Detecting metastatic potential of cancer through longitudinal vasculature imaging of biomaterial scaffold using non-invasive in vivo photoacoustic microscopy and optical coherence tomography.

Abstract

Metastasis represents a stage in which the therapeutic objective changes from curing disease to prolonging survival, as detection typically occurs at advanced stages. Technologies for the early identification of disease would enable treatment at a lower disease burden and heterogeneity. Herein, we investigate the vascular dynamics within a synthetic metastatic niche as a potential marker of disease progression. Methods: The synthetic metastatic niche consists of a biomaterial scaffold implanted subcutaneously, which supports the formation of a vascularized tissue that recruits immune cells due to the foreign body response that then leads to tumor cell recruitment.

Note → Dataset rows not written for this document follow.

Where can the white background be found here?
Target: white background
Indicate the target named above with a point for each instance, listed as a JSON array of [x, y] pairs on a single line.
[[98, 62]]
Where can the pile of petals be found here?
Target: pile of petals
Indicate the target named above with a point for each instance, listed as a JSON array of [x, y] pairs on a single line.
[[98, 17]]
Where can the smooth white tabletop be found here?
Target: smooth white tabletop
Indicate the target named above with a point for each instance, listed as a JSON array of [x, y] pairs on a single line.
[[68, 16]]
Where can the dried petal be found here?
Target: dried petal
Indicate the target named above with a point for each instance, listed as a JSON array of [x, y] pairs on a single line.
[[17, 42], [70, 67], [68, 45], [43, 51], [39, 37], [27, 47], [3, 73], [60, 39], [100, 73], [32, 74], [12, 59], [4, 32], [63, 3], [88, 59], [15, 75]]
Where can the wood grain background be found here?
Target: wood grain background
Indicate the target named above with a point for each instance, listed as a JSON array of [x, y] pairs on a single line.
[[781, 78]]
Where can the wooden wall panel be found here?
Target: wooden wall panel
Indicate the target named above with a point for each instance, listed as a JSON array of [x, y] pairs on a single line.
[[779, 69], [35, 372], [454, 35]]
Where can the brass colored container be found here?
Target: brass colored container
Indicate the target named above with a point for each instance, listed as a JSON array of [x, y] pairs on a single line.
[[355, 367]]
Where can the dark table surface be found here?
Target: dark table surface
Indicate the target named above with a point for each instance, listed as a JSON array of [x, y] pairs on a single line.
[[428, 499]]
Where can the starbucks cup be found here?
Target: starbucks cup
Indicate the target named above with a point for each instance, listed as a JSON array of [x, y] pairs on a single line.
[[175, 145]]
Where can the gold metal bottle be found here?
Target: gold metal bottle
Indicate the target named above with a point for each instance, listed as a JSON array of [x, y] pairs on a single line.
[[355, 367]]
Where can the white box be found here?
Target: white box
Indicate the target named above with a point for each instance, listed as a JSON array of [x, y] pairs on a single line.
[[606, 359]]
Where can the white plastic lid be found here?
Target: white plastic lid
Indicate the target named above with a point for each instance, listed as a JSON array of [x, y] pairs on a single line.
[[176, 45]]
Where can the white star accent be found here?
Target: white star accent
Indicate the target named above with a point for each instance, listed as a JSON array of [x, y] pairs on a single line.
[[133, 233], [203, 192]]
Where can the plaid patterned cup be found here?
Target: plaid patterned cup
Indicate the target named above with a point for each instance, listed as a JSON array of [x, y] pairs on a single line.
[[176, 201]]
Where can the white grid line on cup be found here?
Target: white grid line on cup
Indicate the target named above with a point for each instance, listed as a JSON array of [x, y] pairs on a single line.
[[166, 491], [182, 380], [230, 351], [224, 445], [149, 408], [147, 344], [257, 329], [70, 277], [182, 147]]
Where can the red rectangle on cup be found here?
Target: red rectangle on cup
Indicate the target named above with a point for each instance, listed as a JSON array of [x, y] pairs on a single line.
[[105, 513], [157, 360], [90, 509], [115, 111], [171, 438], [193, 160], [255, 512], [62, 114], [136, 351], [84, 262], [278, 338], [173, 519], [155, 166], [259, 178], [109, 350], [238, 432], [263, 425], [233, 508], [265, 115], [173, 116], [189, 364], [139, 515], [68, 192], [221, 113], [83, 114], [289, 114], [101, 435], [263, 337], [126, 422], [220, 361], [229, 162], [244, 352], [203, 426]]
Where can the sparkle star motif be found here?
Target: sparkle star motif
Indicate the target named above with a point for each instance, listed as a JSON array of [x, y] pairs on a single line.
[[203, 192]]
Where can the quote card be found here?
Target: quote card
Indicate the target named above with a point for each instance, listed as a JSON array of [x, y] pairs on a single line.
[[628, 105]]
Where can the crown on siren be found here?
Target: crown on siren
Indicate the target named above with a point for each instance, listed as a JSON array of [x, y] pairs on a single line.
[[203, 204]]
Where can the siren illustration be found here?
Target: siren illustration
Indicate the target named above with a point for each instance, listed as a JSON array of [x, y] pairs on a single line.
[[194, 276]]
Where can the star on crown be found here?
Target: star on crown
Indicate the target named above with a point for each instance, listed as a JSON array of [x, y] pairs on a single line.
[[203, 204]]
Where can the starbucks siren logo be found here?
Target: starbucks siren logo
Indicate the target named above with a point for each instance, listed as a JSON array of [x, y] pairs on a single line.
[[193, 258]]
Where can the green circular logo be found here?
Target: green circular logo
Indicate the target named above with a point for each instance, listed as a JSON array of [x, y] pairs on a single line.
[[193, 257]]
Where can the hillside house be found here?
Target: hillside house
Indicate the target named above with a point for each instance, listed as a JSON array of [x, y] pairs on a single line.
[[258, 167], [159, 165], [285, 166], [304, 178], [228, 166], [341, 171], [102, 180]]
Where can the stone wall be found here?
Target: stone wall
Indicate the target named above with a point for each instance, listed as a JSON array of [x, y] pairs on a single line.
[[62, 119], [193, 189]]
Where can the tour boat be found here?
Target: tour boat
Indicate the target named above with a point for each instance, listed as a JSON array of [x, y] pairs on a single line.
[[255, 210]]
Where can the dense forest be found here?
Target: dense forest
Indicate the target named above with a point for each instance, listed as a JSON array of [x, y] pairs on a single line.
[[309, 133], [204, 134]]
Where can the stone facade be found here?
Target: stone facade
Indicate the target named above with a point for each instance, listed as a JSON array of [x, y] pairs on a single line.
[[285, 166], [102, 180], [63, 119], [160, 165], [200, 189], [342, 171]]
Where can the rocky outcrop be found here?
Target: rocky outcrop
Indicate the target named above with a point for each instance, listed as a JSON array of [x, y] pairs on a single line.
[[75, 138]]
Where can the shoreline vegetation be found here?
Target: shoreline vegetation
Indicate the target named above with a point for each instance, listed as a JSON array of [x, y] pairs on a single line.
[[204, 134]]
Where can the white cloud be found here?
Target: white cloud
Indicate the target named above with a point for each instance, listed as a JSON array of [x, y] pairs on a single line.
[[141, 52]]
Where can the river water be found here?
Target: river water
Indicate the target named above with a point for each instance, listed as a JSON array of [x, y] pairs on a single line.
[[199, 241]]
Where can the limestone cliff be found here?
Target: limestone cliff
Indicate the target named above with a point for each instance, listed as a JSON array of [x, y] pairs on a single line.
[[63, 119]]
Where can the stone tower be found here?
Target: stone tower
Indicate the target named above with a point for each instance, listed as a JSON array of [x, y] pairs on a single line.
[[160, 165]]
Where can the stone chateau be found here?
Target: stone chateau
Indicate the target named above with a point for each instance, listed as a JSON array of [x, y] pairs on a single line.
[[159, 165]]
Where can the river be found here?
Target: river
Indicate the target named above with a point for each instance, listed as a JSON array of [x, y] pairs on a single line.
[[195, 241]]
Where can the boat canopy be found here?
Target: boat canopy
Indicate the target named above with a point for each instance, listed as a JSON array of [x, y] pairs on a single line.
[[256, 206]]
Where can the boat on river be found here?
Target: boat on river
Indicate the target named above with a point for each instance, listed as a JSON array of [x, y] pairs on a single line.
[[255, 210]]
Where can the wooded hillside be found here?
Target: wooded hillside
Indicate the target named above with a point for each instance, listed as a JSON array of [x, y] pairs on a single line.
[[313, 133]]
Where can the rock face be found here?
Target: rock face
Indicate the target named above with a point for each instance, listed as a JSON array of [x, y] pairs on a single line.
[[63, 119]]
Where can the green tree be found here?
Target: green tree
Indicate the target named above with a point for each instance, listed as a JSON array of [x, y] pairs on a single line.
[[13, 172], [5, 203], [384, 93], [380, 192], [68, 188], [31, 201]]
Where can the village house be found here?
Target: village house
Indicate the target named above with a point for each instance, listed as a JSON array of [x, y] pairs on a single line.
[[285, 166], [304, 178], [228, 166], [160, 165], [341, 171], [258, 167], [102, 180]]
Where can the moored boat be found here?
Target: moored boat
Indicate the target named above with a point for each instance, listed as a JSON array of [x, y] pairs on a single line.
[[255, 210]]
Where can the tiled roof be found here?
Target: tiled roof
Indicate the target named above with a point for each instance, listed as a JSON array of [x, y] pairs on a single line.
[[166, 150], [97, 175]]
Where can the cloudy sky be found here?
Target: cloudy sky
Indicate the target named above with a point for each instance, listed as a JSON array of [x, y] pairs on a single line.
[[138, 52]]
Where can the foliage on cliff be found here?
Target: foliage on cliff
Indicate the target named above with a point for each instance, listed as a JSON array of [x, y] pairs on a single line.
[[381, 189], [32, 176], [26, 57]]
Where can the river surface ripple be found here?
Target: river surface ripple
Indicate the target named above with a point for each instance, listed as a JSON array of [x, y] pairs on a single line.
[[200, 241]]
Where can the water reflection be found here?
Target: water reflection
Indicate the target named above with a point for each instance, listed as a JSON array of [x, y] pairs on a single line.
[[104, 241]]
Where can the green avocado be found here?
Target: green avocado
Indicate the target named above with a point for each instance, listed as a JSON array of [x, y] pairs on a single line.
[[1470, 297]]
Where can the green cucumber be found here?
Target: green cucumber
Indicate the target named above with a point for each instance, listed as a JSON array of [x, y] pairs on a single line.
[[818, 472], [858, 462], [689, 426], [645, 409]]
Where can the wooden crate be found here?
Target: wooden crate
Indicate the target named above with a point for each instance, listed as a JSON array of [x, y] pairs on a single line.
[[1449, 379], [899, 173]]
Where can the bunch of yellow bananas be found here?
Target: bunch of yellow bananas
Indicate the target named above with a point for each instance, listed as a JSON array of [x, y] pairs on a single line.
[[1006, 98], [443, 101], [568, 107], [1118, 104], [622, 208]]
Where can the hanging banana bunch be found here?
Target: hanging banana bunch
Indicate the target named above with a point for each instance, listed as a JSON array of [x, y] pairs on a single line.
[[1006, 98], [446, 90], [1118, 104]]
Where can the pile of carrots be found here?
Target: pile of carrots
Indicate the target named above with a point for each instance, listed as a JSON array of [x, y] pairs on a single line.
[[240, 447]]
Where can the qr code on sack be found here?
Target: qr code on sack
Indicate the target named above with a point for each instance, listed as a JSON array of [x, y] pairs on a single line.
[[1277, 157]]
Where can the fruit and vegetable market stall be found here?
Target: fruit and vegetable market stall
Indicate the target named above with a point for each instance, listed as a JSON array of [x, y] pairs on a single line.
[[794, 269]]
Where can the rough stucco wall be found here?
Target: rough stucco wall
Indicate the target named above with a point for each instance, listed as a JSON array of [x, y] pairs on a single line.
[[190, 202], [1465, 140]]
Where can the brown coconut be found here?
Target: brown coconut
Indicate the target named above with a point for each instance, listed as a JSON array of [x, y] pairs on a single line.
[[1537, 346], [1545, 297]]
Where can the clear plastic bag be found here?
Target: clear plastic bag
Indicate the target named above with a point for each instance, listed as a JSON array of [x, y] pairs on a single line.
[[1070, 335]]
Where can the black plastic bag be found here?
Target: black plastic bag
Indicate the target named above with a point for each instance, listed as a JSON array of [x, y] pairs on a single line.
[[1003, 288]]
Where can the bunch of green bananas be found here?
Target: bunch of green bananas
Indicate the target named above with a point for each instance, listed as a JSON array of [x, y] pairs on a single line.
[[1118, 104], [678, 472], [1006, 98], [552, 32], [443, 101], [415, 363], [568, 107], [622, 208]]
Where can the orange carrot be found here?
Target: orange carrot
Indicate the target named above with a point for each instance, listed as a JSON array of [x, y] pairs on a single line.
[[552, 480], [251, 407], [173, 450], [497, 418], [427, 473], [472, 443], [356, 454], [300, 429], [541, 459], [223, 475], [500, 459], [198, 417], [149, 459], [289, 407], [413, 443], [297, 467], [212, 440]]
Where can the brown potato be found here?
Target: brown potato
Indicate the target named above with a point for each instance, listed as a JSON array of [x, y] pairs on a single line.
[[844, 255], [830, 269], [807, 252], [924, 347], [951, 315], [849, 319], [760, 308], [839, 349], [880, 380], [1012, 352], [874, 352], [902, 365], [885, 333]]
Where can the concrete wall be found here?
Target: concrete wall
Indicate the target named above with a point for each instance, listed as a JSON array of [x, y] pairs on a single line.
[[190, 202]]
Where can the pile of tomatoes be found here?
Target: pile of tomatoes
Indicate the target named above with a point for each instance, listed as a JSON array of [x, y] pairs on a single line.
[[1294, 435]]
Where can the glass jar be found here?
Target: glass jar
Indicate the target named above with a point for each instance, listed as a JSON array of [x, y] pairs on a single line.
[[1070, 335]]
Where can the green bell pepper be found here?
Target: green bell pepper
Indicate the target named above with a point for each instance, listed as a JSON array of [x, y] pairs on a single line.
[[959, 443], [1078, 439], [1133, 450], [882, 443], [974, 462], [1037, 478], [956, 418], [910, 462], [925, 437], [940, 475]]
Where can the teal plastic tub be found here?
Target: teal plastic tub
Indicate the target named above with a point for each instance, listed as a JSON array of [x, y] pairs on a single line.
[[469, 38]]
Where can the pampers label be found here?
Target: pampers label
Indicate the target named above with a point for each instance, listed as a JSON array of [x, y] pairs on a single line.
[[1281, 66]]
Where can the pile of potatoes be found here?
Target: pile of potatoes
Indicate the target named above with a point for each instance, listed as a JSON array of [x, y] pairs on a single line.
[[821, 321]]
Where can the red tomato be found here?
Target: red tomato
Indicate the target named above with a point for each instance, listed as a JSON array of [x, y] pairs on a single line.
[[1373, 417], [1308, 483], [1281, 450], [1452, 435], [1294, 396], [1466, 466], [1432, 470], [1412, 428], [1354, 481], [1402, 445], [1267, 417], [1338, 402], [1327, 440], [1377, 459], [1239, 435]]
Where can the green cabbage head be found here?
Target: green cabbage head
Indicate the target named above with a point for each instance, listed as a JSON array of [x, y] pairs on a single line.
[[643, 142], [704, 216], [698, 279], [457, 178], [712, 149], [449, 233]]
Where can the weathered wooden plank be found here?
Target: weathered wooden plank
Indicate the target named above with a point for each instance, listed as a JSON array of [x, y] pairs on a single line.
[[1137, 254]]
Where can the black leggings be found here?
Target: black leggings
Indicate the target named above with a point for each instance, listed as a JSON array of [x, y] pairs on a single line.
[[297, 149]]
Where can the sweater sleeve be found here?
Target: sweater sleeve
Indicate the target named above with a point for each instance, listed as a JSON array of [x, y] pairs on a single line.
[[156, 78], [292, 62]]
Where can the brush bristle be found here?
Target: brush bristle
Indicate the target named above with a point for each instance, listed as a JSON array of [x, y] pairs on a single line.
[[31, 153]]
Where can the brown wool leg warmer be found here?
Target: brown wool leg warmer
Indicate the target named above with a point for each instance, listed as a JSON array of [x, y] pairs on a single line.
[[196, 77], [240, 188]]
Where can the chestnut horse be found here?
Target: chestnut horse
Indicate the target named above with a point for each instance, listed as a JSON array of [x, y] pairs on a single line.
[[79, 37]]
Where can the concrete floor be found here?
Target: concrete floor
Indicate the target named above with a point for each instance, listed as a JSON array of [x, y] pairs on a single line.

This defined site is analyzed with multi-modal imaging techniques, including photoacoustic microscopy (PAM) and optical coherence tomography (OCT), to monitor the changes in vasculature of the niche as a measure of metastatic progression. We investigated angiogenesis for three triple-negative breast cancer models (4T1, 4T07, and 67NR cell lines) with distinct metastatic capabilities. Results: Longitudinal imaging with PAM and OCT offered high-resolution, 3D views of vascular morphology, revealing accelerated and disorganized vascular reorganization with metastases, in contrast to the stable vessels observed in the control and non-metastatic model. Quantitative image analysis of vascular parameters, such as vessel area density, vessel mean tortuosity, and total vessel length substantiated these observations, with significant differences in vascular metrics emerging as early as 8 days post tumor-inoculation in metastatic models. Conclusions: This study identifies the potential for longitudinal monitoring of vascular remodeling at a subcutaneous site for assessing metastatic progression in triple-negative breast cancer.